If he is, in fact, in a room full of rain, that image gives dimension to a previous line in the song: “In my own way, this feels like living/Some alternate reality/I was drowning, but now I’m swimming/Through stressful waters to relief.” Two readings of this line come to mind—together lending ambiguity and depth to the album’s title.
In one interpretation, hope plays a critical role: Having spent years drowning in substances, Mac is now swimming through remission to his destination of sobriety. In the same documentary, Mac gave reason for this interpretation, describing himself not as sober, but “in control of [his] life” in terms of his drug use. (Fader, “Stopped Making Excuses,” 02.05.2016).

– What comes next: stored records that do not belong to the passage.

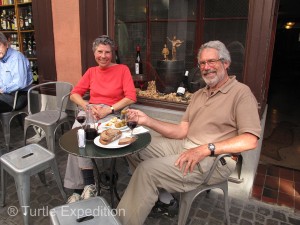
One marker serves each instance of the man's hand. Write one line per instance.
(189, 158)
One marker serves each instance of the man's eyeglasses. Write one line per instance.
(210, 62)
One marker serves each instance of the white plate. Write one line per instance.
(102, 127)
(120, 128)
(114, 144)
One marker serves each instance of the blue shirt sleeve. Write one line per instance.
(15, 72)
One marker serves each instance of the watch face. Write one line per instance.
(211, 147)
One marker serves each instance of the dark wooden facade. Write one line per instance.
(94, 21)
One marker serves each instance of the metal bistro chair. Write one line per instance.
(21, 164)
(7, 117)
(187, 198)
(42, 116)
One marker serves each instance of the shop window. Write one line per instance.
(157, 24)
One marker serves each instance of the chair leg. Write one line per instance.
(42, 176)
(186, 200)
(3, 186)
(50, 139)
(6, 130)
(55, 170)
(23, 189)
(226, 204)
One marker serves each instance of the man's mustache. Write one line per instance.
(208, 71)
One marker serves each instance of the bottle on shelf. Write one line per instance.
(34, 70)
(24, 46)
(3, 20)
(183, 85)
(29, 16)
(118, 61)
(26, 24)
(138, 61)
(21, 21)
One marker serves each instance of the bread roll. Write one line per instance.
(109, 136)
(126, 140)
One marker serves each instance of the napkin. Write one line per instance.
(140, 130)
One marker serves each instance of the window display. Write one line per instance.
(168, 34)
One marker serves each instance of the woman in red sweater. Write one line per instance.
(109, 84)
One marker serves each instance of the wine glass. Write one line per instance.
(131, 122)
(80, 116)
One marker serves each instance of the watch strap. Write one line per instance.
(112, 110)
(211, 148)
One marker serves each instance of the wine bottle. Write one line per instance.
(118, 61)
(138, 61)
(183, 85)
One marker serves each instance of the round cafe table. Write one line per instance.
(68, 142)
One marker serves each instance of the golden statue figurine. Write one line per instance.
(165, 52)
(175, 44)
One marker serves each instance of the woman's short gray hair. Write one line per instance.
(220, 47)
(104, 40)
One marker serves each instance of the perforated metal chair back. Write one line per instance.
(7, 117)
(187, 198)
(48, 111)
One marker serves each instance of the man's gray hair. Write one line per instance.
(3, 39)
(220, 47)
(104, 40)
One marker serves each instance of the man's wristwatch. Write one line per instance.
(211, 148)
(112, 110)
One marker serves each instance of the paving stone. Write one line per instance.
(260, 218)
(245, 222)
(218, 214)
(235, 210)
(247, 215)
(264, 211)
(250, 207)
(294, 221)
(201, 214)
(280, 216)
(271, 222)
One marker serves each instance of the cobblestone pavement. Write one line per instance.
(207, 209)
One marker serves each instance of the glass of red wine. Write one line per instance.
(80, 116)
(131, 122)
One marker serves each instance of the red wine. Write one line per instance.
(81, 119)
(90, 133)
(138, 61)
(132, 124)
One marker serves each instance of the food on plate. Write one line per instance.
(120, 124)
(111, 122)
(109, 136)
(126, 140)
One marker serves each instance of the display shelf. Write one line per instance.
(16, 22)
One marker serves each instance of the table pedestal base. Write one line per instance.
(112, 178)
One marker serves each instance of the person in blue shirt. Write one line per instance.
(15, 75)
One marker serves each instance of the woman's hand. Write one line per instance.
(137, 115)
(100, 112)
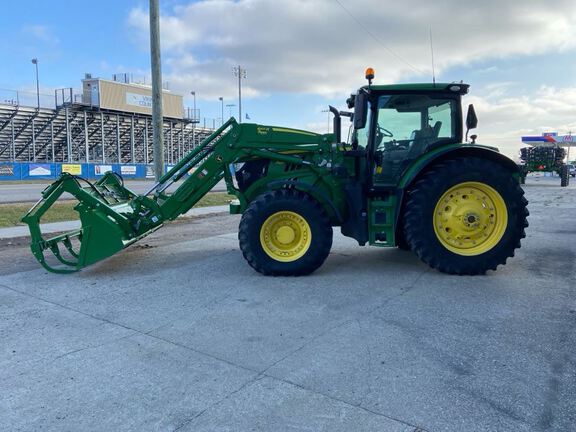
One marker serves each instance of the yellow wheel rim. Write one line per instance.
(470, 218)
(285, 236)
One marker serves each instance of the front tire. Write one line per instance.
(285, 233)
(564, 176)
(465, 216)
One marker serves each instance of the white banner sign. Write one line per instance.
(101, 169)
(128, 170)
(139, 100)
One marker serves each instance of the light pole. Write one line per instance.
(230, 106)
(35, 62)
(193, 93)
(221, 99)
(157, 113)
(240, 73)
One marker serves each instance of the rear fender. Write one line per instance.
(426, 161)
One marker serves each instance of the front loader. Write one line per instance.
(406, 179)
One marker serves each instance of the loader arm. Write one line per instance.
(113, 217)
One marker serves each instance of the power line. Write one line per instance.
(377, 39)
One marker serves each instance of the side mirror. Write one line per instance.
(471, 120)
(360, 109)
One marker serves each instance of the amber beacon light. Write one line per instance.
(369, 75)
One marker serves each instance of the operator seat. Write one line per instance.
(424, 137)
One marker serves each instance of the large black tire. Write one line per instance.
(255, 235)
(564, 176)
(431, 189)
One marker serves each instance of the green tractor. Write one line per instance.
(405, 179)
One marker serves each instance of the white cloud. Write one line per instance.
(314, 46)
(40, 32)
(503, 121)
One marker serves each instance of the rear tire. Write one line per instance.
(465, 216)
(285, 233)
(564, 176)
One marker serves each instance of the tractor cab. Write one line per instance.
(397, 124)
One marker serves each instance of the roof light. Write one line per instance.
(369, 75)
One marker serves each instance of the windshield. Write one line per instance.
(414, 120)
(406, 126)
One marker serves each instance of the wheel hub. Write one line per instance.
(470, 218)
(285, 236)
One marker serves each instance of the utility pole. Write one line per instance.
(35, 62)
(157, 116)
(193, 93)
(230, 106)
(221, 99)
(240, 73)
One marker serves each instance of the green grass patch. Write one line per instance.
(10, 214)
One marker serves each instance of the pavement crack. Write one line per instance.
(218, 402)
(349, 403)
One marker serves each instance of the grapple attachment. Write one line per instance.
(112, 217)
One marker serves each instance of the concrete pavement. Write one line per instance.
(185, 336)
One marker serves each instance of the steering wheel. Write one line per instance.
(384, 132)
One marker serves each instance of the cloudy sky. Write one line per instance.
(301, 55)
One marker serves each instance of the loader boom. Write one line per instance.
(113, 217)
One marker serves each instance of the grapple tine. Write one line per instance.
(68, 244)
(55, 248)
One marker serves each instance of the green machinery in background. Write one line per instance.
(544, 159)
(406, 179)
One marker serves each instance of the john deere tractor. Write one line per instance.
(405, 179)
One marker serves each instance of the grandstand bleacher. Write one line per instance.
(76, 132)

By another interpretation, Mac was drowning on Earth and is now swimming to relief in death. This reading is supported by the next line in the song: “Oh, the things I’d do/To spend a little time in Hell.” This sentiment rings out in “Lua,” as well, when Mac sings the verse that has always been my favorite: “I’ve got a flask inside my pocket, we can share it on the train/and if you promise to stay conscious I will try and do the same/ We might die from medication but we sure killed all the pain/What was normal in the evening by the morning seems insane.” As a New York teenager, I related to the imagery. As a person, I related to the feelings. As a Mac Miller fan, I am deeply saddened that the predictions and warnings interlaced in his original lyrics as well as the ones he covered became his reality.
This tragedy renders the first track’s title eerily fitting: “Come Back to Earth” is essentially what Mac does every time the piece filters through a pair of headphones or booms out from a speaker. He has left behind a discography that offers insight into both his personal story and the experiences and emotions of young people everywhere who feel lost, lonely and in search of adventure. May we find it in the world and not in our rooms.